Yes, but the overflows are harmless given that we know the code we can generate will actuallly wrap, so it is just fine to reassociate freely without -fwrapv, since the result will be the same. Overflow is not an issue. If the final result has overflowed, then the original program is for sure undefined. If the final result has not overflowed, then intermediate values may or may not have overflowed. There are two cases, either the original canonical order caused overflow, in which case giving the right result for the overall calculation is fine (though not required), or it did not, in which case giving the right result is also fine (and required)

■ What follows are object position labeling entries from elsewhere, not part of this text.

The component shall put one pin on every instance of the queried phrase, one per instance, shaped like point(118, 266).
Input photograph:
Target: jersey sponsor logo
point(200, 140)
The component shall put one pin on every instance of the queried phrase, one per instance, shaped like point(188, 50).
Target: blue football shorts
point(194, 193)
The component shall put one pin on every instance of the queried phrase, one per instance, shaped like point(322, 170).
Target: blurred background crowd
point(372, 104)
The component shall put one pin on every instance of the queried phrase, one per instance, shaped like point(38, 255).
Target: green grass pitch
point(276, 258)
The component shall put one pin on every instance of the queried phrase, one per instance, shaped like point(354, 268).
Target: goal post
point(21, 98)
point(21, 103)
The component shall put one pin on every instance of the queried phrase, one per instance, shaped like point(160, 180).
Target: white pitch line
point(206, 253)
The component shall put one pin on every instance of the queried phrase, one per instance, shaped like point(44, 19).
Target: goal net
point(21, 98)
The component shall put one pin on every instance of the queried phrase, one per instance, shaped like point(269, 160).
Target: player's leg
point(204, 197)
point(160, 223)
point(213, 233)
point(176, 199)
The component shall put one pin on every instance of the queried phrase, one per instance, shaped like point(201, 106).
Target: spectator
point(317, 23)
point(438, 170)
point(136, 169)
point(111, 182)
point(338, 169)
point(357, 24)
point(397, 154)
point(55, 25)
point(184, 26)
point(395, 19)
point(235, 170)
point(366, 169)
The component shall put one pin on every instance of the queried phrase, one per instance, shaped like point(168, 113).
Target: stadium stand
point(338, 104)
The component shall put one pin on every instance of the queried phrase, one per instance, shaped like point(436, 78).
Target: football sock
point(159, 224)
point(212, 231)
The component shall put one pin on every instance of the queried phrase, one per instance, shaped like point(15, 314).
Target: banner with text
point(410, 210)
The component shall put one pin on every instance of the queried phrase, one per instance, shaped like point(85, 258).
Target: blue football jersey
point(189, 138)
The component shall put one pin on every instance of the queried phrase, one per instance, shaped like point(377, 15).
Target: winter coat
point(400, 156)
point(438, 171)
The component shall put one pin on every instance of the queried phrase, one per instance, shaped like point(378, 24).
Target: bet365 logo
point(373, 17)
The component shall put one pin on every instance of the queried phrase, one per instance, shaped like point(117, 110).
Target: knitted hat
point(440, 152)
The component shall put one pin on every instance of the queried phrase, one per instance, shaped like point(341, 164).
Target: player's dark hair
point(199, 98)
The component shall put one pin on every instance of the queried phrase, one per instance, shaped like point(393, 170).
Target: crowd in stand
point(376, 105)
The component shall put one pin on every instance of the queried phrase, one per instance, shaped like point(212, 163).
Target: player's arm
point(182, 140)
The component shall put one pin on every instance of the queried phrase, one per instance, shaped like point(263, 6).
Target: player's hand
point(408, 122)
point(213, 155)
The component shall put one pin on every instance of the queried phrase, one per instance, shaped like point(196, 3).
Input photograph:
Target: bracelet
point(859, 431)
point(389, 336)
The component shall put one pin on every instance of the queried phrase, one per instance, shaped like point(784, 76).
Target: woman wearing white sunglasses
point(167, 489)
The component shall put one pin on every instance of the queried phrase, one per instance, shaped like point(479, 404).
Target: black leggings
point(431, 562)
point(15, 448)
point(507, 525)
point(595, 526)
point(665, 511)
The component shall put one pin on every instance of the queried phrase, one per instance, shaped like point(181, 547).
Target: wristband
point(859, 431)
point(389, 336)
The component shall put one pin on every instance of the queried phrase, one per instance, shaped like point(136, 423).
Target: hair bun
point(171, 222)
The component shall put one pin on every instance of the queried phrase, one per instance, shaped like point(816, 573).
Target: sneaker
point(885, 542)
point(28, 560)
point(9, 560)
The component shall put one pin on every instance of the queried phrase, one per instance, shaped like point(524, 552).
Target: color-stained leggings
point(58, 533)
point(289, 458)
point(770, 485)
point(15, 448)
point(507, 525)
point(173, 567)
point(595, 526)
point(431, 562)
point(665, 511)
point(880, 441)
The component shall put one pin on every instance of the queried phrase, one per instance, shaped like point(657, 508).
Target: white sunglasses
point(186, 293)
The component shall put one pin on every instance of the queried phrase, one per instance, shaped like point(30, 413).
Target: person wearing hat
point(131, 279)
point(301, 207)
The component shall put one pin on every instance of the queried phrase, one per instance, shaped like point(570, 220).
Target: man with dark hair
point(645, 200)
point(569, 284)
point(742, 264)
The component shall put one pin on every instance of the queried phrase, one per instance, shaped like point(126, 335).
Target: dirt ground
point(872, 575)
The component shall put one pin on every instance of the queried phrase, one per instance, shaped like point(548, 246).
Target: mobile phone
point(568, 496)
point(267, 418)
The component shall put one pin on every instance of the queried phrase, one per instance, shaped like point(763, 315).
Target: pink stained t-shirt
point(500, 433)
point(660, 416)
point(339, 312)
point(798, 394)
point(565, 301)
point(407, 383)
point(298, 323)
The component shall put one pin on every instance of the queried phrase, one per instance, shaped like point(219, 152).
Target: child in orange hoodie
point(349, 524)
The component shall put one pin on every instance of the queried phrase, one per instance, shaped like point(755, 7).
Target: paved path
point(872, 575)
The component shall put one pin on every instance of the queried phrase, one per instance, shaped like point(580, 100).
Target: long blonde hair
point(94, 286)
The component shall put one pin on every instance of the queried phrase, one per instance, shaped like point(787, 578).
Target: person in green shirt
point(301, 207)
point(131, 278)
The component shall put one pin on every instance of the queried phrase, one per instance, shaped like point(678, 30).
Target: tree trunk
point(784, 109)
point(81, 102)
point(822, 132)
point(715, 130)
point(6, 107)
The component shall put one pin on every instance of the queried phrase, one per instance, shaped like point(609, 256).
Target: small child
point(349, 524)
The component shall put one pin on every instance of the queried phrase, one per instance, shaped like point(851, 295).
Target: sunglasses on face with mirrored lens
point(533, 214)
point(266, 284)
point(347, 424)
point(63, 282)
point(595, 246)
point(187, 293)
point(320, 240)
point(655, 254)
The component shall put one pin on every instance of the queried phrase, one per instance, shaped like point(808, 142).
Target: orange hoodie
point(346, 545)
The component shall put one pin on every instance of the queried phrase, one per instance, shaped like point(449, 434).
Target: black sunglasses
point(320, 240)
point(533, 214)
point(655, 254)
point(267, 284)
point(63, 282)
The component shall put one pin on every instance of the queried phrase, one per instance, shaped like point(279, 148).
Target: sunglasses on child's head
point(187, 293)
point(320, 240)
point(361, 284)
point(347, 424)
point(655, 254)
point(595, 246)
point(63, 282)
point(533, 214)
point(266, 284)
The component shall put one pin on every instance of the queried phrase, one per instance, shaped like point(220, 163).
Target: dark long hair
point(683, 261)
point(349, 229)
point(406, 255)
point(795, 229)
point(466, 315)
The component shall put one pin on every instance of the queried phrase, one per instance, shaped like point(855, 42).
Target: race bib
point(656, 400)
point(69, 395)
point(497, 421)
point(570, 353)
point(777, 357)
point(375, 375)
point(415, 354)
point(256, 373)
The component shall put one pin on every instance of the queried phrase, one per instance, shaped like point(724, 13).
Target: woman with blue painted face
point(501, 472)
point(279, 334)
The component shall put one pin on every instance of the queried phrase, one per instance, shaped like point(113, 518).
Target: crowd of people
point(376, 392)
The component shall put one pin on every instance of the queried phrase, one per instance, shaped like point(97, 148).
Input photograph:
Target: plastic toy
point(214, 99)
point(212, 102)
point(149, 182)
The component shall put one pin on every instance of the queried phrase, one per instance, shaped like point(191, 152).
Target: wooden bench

Sometimes I think it is far better to have a default of -fwrapv for at -O1 and possibly -Os. Sure, this would disable some powerful optimizations, especially those involving loops, but it would in practise be very useful to get reasonably good optimization for programs with minimizing the number of programs with undefined behavior. Also, it would allow some new optimizations, so total loss of performance may be quite acceptable.
This is not right, on a machine where in fact addition wraps, -fwrapv can never enable optimizations that would otherwise not be possible. I must say when I first read this claim, I had exactly the same initial reaction as Geert, but then I thought about it more and realized the claim is indeed correct.
Also, for safety-critical program and certification, it is essential to be able to reason about program behavior. Limiting the set of programs with erroneous or undefined execution is essential.
I don't see this at all, you have to prove that you don't have overflows in any case if the semantics of your program does not expect overflows. This is what you have to do in any Ada program. I don't see that enabling -fwrapv makes such proofs easier or harder.
If you want to prove that a program doesn't cause undefined behavior, it is very helpful signed integer overflow to be defined, even if it's just implementation defined. That would be a huge selling-point for GCC.